Changes to existing files needed:
-
Changes to relay.c:
- We will have to refactor circuit_receive_relay_cell() and possibly circuit_package_relay_cell(); they'll be split into two functions. The first will be called where the existing function is called now, and do everything before the crypto op, then put the cell to crypt in the appropriate queue and set up a job object on the relay worker dispatcher.
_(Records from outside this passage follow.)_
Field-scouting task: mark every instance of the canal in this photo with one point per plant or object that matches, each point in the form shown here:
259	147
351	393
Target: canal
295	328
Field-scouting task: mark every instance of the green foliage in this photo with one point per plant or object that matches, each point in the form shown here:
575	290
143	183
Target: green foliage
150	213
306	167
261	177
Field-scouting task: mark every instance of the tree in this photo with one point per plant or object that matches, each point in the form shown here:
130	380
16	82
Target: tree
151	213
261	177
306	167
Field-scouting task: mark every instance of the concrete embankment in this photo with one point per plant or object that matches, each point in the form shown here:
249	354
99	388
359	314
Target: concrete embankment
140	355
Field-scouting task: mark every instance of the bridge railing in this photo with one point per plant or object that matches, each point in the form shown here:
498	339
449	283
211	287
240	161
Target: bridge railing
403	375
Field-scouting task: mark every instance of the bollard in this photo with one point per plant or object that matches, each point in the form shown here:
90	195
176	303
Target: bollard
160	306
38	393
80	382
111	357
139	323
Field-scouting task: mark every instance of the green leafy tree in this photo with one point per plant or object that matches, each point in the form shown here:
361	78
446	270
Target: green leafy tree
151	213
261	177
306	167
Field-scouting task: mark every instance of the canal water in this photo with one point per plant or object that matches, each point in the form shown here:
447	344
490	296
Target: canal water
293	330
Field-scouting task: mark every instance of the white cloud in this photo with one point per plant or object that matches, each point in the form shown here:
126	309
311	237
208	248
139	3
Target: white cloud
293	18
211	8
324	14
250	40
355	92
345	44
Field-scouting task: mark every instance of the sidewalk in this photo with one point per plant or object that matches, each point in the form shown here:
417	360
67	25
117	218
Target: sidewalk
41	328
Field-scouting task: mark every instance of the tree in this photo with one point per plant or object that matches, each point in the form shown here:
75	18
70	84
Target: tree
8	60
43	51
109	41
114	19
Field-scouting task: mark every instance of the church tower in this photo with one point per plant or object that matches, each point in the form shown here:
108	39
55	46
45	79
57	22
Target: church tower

The second will be invoked (how?) when the crypted cells are available and perform everything the old version did after the crypto ops.
-
Changes to config.c, main.c
- We'll have create the relay job dispatcher on startup and close it and kill all the worker threads on shutdown
- We'll need a config option for the number of worker threads, and to create more or shut only some down on the fly if it gets changed.
- There should be an option to disable all threading and make circuit_receive_relay_cell() and circuit_package_relay_cell() have the old behavior, if someone has some weird old machine perhaps.